Avant de lui succomber Ana avait bien réfléchit. Elle s’abandonnerait à Omar à deux conditions : qu’il ne la demande jamais en mariage et qu’il lui offre une maison assez grande pour pouvoir le recevoir dignement quand il manifestera son désir de lui rendre visite. Ah oui ! autre détail : elle ne voulait surtout ne jamais entendre parler d’enfants. Là, où pour la plupart des couples l’engagement réciproque apporte stabilité affective et tremplin pour les projets d’enfants, Ana portait en elle une autre ambition : elle voulait vivre libre bien décidée dans ce monde à l’esprit sordide à n’être ni l’épouse, ni la putain d’un homme et à jamais ne devenir ni l’une ou l’autre *. Omar était un riche égyptien, il suivait le souffle de ses affaires, manifestait à sa patrie un attachement sans faille et s’en remettait à la volonté de Dieu pour guider sa vie. Son esprit fut piqué et intrigué par les exigences d’Ana. Plus qu’une simple coquetterie féminine il trouva dans l’allure de sa belle andalouse un défi troublant prompt à ragaillardir son affect de mâle conquérant et sa vie d’entrepreneur débonnaire.

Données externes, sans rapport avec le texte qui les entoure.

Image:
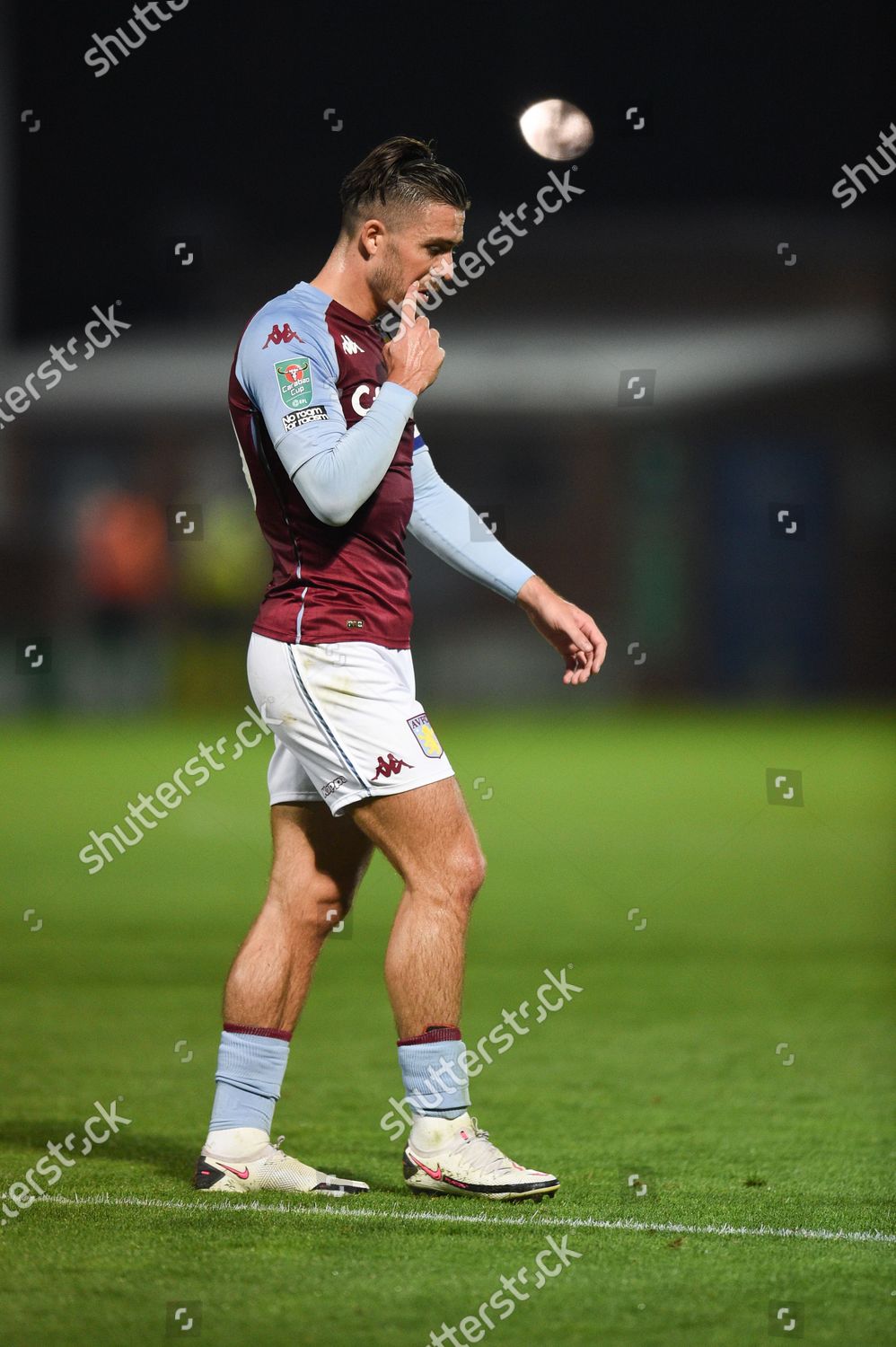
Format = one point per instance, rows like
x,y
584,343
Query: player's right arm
x,y
333,468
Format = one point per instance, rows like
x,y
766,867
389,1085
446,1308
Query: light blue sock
x,y
250,1067
435,1080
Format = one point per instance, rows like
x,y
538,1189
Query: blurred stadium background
x,y
707,248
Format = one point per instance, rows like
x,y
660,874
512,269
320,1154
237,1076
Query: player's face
x,y
420,248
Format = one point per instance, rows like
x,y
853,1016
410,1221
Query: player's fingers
x,y
578,640
408,304
597,640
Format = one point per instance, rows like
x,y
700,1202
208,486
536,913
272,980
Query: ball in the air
x,y
557,129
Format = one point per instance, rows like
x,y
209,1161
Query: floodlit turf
x,y
733,1051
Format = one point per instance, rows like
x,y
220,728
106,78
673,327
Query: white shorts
x,y
347,721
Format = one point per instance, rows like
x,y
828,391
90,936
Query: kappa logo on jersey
x,y
388,767
426,735
294,382
364,391
280,334
294,419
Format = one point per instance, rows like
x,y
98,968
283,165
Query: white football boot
x,y
242,1160
454,1155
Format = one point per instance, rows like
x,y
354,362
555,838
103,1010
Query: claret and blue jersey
x,y
306,371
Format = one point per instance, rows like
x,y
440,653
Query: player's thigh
x,y
426,834
317,858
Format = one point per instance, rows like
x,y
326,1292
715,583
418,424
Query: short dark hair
x,y
400,172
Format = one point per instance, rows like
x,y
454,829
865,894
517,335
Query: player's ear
x,y
371,237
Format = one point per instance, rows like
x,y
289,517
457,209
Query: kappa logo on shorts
x,y
388,765
426,735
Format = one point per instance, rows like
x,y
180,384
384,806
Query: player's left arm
x,y
449,527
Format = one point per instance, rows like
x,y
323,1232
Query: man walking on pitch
x,y
323,411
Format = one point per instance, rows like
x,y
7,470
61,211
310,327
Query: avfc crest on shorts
x,y
426,735
294,382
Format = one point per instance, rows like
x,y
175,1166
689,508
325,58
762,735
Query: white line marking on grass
x,y
460,1218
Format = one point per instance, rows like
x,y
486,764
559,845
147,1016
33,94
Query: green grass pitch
x,y
731,1043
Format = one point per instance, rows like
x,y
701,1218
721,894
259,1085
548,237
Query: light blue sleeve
x,y
294,387
451,528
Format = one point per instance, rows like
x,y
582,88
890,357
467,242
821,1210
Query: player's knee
x,y
462,873
312,905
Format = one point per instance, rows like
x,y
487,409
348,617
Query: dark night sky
x,y
215,127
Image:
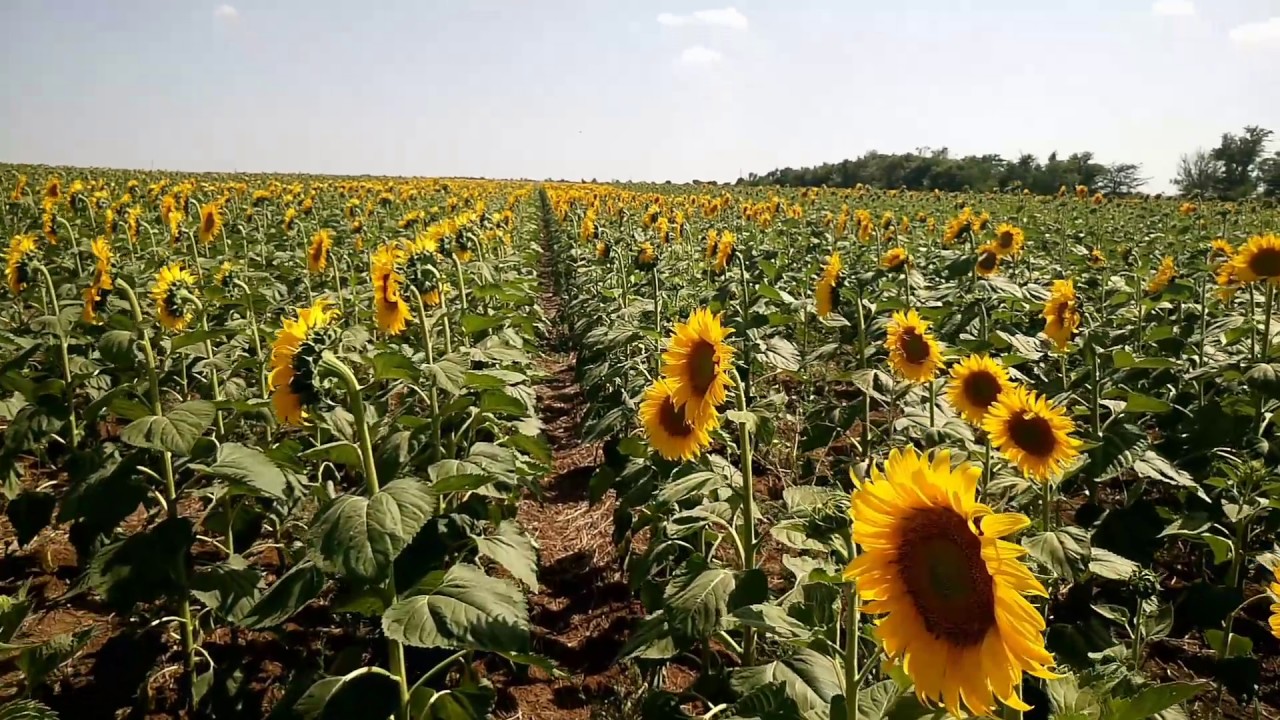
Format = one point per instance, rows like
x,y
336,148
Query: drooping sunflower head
x,y
698,364
1061,313
988,260
389,305
895,259
951,591
1032,433
667,427
210,222
18,270
174,295
1258,259
295,358
976,384
912,350
318,253
1009,240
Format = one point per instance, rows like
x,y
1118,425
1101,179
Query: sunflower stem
x,y
336,367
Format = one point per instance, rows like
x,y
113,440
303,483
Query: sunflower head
x,y
670,431
1258,259
912,350
976,384
18,270
951,591
174,295
295,358
1032,433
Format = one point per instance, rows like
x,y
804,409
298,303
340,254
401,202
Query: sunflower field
x,y
280,446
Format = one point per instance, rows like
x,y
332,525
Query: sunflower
x,y
725,251
295,356
1061,315
210,222
172,292
668,429
389,304
318,255
1009,240
988,259
912,350
950,589
895,259
18,264
1258,259
1032,433
1164,274
976,383
696,363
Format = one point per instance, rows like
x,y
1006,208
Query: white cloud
x,y
1173,8
1266,32
699,55
725,17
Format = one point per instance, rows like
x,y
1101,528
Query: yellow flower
x,y
1162,277
318,255
668,429
976,384
933,563
295,356
1032,433
210,222
1009,240
912,350
173,294
18,263
1061,317
389,304
1258,259
698,363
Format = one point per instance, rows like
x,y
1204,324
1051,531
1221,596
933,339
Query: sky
x,y
631,90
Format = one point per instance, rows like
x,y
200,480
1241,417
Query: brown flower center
x,y
940,561
1032,434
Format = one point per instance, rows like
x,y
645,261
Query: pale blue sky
x,y
629,90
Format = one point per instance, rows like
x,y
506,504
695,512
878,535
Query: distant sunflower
x,y
668,429
912,350
933,563
1032,433
988,260
976,384
1009,240
1162,277
389,305
318,254
172,286
295,356
210,222
895,259
698,361
1061,315
18,263
1258,259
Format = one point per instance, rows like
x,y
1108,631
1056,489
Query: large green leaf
x,y
360,537
461,607
176,431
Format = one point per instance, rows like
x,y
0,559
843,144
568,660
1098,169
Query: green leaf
x,y
360,537
513,550
461,607
1153,700
176,431
293,589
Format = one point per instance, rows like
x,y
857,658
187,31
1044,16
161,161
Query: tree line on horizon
x,y
1235,169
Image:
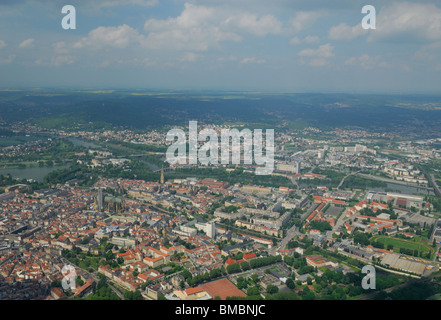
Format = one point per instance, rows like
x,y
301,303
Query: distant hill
x,y
138,110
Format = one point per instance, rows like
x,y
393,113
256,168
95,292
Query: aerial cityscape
x,y
116,184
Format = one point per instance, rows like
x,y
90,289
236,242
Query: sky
x,y
240,45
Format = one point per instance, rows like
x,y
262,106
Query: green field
x,y
402,243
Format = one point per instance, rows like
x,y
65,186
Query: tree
x,y
272,289
253,291
290,283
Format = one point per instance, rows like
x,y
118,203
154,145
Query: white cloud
x,y
196,28
323,51
346,32
366,62
408,22
115,37
307,39
318,62
7,60
318,57
190,57
252,60
267,24
112,3
305,19
28,43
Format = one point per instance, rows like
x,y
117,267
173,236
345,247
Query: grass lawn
x,y
402,243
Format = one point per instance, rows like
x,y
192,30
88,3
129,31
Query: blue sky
x,y
255,45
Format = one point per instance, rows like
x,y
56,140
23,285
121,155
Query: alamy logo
x,y
208,153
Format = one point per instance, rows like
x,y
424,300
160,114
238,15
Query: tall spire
x,y
162,175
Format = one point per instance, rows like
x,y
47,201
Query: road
x,y
435,185
95,277
292,232
368,176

Il lui offrit un grand domaine, au Sud de nulle part – pas loin d’un aéroport international et d’une route carrossable. Ana y créa un hôtel magnifique hors du temps, un cocon pour recevoir les amoureux du monde entier avec discrétion et raffinement. Elle ne courut jamais après son prince charmant, c’est lui qui vint rendre visite à sa directrice générale, son ‘’Caudillo’’ comme il aimait l’appeler. Avec le temps, elle se résigna de bonne grâce à voir plus souvent les membres de son conseil d’administration que son généreux président dont elle finit par prendre le fauteuil.
Elle aurait pu vivre dans ce paradis et mourir comme une reine qui s’endort sur ses songes. Hélas, un reportage télévisuel ventant les mérites de l’hôtel rappela à l’un des fils de l’ancien propriétaire l’existence des terres familiales. Après quelques recherches, il s’aperçut qu’Omar n’avait jamais finalisé la transaction d’acquisition du domaine. Il fit parvenir les revendications de sa famille et obligea Ana à partir et à ne jamais revenir.
Ana s’était toujours méfiée des enfants, son aversion était prémonitoire.
Sur sa tombe elle veut que l’on grave : « Salauds de gosses ».

* John IRVING « Le monde selon Garp ».